My problem with the novel starts when the family begins to turn on each other. Each member of the Naremore family becomes obsessed with one thing or another. The father Steven becomes obsessed with dominating his household with an iron fist. The women must serve him hand and foot and follow him without question. He becomes more and more abusive as the novel goes on, eventually coming to blows with his daughter Jordan. The son Tim becomes more and more entrenched in his army fantasy where he alone protects the house from intruders and their attacks. He also turns his sights on Jordan as a perpetrator. The men of the house exhibit extreme, stereotypically masculine behavior and target the women of the house to subjugate. I was hoping these tropes would be subverted in some way, but the change to back to normal is very abrupt. They don't seem to even process what was wrong or why they did things.

The women go through a similar change. The mother Kirsty rails against her family and their life, insisting that her life with Vron, her best friend who she left behind, would be better. She looks back on her past failures and only sees her family getting in her way. Then she resolves to be rid of them. This reaction in Kirsty is more shocking because mothers tend to be more nurturing, but I just don't buy it. It's based on a very tired stereotype about women and I feel it would have been just as shocking to hear out of Steven. She does successfully rid herself of Tim at one point, but it seems to only serve to make her the meek, subservient wife that Steven wants because her ambition led to what she thought was her child's death.
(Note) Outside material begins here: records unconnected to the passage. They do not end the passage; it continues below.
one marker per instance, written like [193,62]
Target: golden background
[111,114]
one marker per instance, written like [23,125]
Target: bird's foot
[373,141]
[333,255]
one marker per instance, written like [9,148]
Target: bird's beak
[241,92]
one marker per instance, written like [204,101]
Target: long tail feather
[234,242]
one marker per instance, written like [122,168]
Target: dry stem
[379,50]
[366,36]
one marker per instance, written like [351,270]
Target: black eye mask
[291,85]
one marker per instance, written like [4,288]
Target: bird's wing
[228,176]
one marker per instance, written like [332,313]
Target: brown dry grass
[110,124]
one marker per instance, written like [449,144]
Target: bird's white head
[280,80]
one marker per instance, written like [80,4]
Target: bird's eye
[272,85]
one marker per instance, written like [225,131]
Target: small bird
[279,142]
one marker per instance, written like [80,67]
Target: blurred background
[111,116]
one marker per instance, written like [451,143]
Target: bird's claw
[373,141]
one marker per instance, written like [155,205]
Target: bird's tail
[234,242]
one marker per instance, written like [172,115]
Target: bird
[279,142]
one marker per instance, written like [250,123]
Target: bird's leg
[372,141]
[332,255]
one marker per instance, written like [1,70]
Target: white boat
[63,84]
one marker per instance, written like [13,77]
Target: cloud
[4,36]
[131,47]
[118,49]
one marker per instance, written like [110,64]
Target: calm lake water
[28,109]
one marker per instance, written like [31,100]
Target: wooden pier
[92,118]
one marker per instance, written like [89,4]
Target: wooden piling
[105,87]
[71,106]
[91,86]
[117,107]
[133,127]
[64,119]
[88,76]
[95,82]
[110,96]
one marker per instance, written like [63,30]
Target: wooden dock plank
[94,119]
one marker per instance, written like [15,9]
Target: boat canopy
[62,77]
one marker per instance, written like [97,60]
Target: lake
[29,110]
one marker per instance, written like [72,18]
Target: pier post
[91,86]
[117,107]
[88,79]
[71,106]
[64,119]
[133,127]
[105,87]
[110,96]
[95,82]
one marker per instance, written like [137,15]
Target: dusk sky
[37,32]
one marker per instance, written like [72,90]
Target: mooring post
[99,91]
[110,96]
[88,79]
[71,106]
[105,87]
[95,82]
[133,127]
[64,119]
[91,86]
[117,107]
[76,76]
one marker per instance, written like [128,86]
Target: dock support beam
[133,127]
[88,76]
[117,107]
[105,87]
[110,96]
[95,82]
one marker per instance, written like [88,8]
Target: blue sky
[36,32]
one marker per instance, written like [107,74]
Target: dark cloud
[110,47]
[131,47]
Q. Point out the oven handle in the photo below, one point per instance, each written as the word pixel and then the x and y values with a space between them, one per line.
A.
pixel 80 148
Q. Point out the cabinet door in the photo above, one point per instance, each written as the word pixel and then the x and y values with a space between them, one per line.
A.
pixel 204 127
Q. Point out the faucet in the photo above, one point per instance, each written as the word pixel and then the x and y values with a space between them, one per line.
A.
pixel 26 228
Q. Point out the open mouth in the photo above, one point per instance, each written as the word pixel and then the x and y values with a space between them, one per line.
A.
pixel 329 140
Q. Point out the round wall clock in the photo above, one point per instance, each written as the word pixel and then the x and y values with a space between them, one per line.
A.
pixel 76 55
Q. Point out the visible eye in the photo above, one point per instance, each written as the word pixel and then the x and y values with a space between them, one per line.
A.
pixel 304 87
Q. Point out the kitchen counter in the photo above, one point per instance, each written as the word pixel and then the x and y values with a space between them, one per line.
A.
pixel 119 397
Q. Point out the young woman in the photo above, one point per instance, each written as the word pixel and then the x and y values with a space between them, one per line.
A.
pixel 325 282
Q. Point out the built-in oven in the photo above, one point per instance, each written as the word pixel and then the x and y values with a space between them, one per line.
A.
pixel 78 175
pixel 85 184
Jordan collapses inward and becomes anorexic after breaking up with her boyfriend. She becomes a shadow of herself, but then suddenly realizes that she looks just fine and ceases to be anorexic. This angered me because people go to therapy and work on their body dysmorphia for years to overcome eating disorders. To have it come and go so swiftly points to a lack of understanding and another stereotypical female reaction to rejection.

This brings me to Vron, Kirsty's mysterious best friend. Everyone calls her a witch ad her friendships are deemed toxic. It isn't ever really explained why or how, just simply understood. I immediately doubt their word because the circumstances seem suspicious and characters are notoriously unreliable. It seemed to me that one of the big reasons they moved there was because Steven hated Vron and wanted to isolate Kirsty from her friend. This just shows that Steven was a patriarchal husband even before the ghosts got a hold of him. The whole situation just rubbed me the wrong way and smacked of impending abuse. Then Vron actually arrives on the scene and she seems like a maniac. The ghosts protect the house from her and she eventually goes away. I expected so much more from Vron and it was disappointing to see her reduced to a creepy, one dimensional villain. She could have been so much more.

An English Ghost Story is a slow burning haunted house novel with an eerie atmosphere and lyrical writing. My problems stemmed from the characters, their stereotypical transformations, and the lack of a resolution. The ending has the family too frightened to even disagree with each other for fear of angering the ghosts. What kind of life is that? Never truly resolving conflicts or having yourself be heard is just frustrating and awful. The ending left me less than satisfied.